Before starting operation, fill the housing of the SS high-viscosity gear pump with the liquid to be transported to facilitate safe start-up. If the ambient temperature is lower than the freezing point, hot steam should be introduced into the pump in advance to perform pre-heat treatment before the rotor pump can be started. The rotation direction of the rotor pump should be consistent with the inlet and outlet. The support or flange of the high-viscosity gear pump and its drive motor should use a common installation foundation. The foundation, flange or support must have sufficient rigidity to reduce the vibration and noise generated when the rotor pump is running. The motor and the rotor pump must be connected by an elastic coupling, and the coaxiality is less than 0.1 mm. The inclination angle shall not be greater than 1 degree, and it shall not be hit with a hammer when installing the coupling, so as not to damage the gears and other parts of the SS high viscosity pump. If driven by pulleys, sprockets, etc., brackets should be provided to prevent the driving gear bearings from being subjected to radial forces. A safety valve and other protective devices should also be installed on the outlet pipe of the high-viscosity pump, so that once the outlet channel of the pump is blocked, the safety valve can be opened to relieve the pressure.

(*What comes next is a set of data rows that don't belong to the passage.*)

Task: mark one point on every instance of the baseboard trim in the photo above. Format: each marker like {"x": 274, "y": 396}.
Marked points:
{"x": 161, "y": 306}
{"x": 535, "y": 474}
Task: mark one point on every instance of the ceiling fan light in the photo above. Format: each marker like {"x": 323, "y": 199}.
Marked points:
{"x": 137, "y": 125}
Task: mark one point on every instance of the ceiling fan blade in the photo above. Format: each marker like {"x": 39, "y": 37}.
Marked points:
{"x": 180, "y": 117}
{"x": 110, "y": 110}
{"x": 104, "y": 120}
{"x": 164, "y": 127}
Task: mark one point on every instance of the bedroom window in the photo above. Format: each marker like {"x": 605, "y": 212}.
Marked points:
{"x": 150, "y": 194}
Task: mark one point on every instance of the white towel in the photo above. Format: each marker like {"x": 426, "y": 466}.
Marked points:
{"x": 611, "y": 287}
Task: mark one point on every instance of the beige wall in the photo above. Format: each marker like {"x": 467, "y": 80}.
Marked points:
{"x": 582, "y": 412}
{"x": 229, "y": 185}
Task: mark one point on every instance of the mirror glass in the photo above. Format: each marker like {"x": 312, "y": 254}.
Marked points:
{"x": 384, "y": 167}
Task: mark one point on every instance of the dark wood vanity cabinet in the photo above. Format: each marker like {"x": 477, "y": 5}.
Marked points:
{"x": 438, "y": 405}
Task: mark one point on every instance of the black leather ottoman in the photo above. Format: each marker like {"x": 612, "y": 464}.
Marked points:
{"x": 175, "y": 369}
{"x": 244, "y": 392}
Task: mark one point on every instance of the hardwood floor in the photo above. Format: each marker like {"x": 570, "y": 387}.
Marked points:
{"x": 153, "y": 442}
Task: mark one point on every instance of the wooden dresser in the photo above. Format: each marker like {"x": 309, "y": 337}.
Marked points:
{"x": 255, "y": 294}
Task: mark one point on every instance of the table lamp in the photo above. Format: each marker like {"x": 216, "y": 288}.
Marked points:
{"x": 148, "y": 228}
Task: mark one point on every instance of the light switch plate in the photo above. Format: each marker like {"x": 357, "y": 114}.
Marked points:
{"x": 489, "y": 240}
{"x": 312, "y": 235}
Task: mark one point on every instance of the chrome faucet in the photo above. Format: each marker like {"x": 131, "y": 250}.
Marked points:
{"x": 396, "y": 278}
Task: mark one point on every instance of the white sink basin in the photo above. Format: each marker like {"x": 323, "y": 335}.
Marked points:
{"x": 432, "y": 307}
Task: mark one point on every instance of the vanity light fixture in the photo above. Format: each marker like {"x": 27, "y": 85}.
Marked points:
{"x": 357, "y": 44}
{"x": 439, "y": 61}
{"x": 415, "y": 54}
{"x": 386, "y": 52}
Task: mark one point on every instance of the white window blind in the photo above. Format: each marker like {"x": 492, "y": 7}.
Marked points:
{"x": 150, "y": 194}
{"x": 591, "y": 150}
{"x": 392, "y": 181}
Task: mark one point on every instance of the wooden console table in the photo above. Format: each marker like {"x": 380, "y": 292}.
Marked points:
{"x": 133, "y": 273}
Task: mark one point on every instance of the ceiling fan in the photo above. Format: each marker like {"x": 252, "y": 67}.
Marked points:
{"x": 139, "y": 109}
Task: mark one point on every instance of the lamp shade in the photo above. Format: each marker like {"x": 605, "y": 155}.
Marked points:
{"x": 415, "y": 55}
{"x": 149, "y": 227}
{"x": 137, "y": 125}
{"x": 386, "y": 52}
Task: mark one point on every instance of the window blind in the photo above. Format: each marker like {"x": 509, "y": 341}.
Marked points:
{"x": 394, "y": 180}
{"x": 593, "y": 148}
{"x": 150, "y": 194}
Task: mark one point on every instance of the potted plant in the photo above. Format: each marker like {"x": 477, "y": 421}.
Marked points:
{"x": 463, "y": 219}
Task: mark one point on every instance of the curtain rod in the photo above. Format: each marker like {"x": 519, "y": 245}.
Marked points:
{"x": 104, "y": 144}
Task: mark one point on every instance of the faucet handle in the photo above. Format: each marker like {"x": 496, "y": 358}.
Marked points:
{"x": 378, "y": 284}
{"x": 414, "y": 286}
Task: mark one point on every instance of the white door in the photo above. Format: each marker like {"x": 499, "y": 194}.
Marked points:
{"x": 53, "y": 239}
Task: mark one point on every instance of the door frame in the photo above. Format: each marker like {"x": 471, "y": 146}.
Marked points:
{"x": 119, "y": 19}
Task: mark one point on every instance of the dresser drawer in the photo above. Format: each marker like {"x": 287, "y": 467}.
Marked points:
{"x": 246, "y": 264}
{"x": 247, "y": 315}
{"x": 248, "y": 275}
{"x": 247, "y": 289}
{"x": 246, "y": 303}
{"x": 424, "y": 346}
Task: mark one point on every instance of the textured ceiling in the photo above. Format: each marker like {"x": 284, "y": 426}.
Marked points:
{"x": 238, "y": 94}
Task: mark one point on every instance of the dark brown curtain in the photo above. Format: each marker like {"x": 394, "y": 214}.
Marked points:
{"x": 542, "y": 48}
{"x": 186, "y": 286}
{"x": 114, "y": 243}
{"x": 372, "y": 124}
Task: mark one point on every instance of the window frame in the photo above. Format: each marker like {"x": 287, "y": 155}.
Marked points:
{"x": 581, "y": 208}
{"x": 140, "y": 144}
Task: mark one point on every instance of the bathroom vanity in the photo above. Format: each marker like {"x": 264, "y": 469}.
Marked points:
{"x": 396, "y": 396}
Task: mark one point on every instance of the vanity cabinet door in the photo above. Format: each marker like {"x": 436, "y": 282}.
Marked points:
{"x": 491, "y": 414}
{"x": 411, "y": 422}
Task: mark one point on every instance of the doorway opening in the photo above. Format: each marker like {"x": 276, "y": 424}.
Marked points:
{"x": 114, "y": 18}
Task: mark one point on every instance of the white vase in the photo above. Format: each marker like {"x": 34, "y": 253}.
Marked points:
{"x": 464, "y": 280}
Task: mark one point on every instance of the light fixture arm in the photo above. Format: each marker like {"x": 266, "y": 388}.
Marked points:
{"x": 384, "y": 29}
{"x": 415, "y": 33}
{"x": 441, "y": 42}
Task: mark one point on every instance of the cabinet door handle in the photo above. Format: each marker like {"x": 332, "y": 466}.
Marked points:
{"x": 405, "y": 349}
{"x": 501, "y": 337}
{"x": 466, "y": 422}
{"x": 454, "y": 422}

When tightening the anchor screws of high-viscosity pumps and motors, the force of the screws should be even and the connection is reliable. When rotating the coupling by hand, you should feel that the rotor pump can easily rotate, and there is no abnormal phenomenon such as jamming before you can pipe. The inner diameter of the oil suction pipe of the high viscosity pump should be large enough, and avoid narrow channels or sharp bends, reduce elbows, remove unnecessary valves and accessories, reduce the installation height of the pump as much as possible, shorten the length of the oil suction pipe to reduce pressure loss . The sealing of pipe joints and other components should be good to prevent air intrusion and thus control the occurrence of cavitation and cavitation. If the high-viscosity pump is run for the first time, or used after a long period of inactivity, it is best to run it for about an hour under no-load or light-load conditions. If abnormal temperature rise, leakage, vibration and noise are detected in advance during the running-in phase, the machine should be shut down for inspection. The rotor pump and the drive motor should be connected through a flexible coupling and installed on the same bottom plate to ensure coaxiality. The bottom plate is installed on an elastic support to further improve the vibration isolation effect.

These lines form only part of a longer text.